11/16/25: This is an update of the notebook previously labeled "Unreduced_models_NestedCV_withMAXERROR."  Includes the following:

1. Text feature extraction
2. 2nd test of Dimension 2 with geographic area

In [3]:
##import and format data
import pandas as pd
import numpy as np
from sklearn.feature_extraction.text import TfidfVectorizer
from sklearn.decomposition import PCA
import nltk
from nltk.stem import WordNetLemmatizer
from nltk.tokenize import word_tokenize
nltk.download('wordnet')
nltk.download('punkt')

#Upload complete training dataset
all114 = pd.read_csv('training_data_114_final.csv', dtype="string")
all2 = all114.astype({'nominate_dim1':'float', 'nominate_dim2': 'float'})
next114 = all2.dropna()

###variable of NOMINATE values
ydim1 = next114.nominate_dim1
y1 = next114.nominate_dim2

#Full training set text data
final114 = next114['speech']

# OR Upload LEMMATIZED dataset -- DO NOT run this and the complete training dataset upload.  Choose one.
#all114 = pd.read_csv('lemmatized_output.csv', dtype="string")
#docs = all114['speech']


[nltk_data] Downloading package wordnet to /root/nltk_data...
[nltk_data]   Package wordnet is already up-to-date!
[nltk_data] Downloading package punkt to /root/nltk_data...
[nltk_data]   Package punkt is already up-to-date!


In [2]:
#upload and run the custom stopword list
from congress_stopwords import congress



In [4]:
####LEMMATIZE
doc = final114

import spacy

# Load the English language model
nlp = spacy.load("en_core_web_sm")

# Function to lemmatize a single text entry
def lemmatize_text(text):
    text = str(text)
    if len(text) > 1_000_000:
        return "TEXT TOO LONG"
    doc = nlp(text)  # Ensure text is string
    return " ".join([token.lemma_ for token in doc])

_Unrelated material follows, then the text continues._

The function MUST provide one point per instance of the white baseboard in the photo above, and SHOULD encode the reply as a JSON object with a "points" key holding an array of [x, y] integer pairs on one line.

# Apply to the whole column
docs = doc.apply(lemmatize_text)

# Preview result
print(docs.head())

0    Mr. Speaker . nearly 160 million Americans rec...
1    let I thank my colleague for yielding . and le...
2    but neither the United States nor any state sh...
3    Mr. Speaker . the Energy and Commerce Committe...
4    Mr. Speaker . I rise today to ask my colleague...
Name: speech, dtype: object


In [5]:
# Step 4: Convert text to TF-IDF matrix and make it dense


vectorizer = TfidfVectorizer(stop_words=congress, min_df=5, max_df=0.5)
X_sparse = vectorizer.fit_transform(docs)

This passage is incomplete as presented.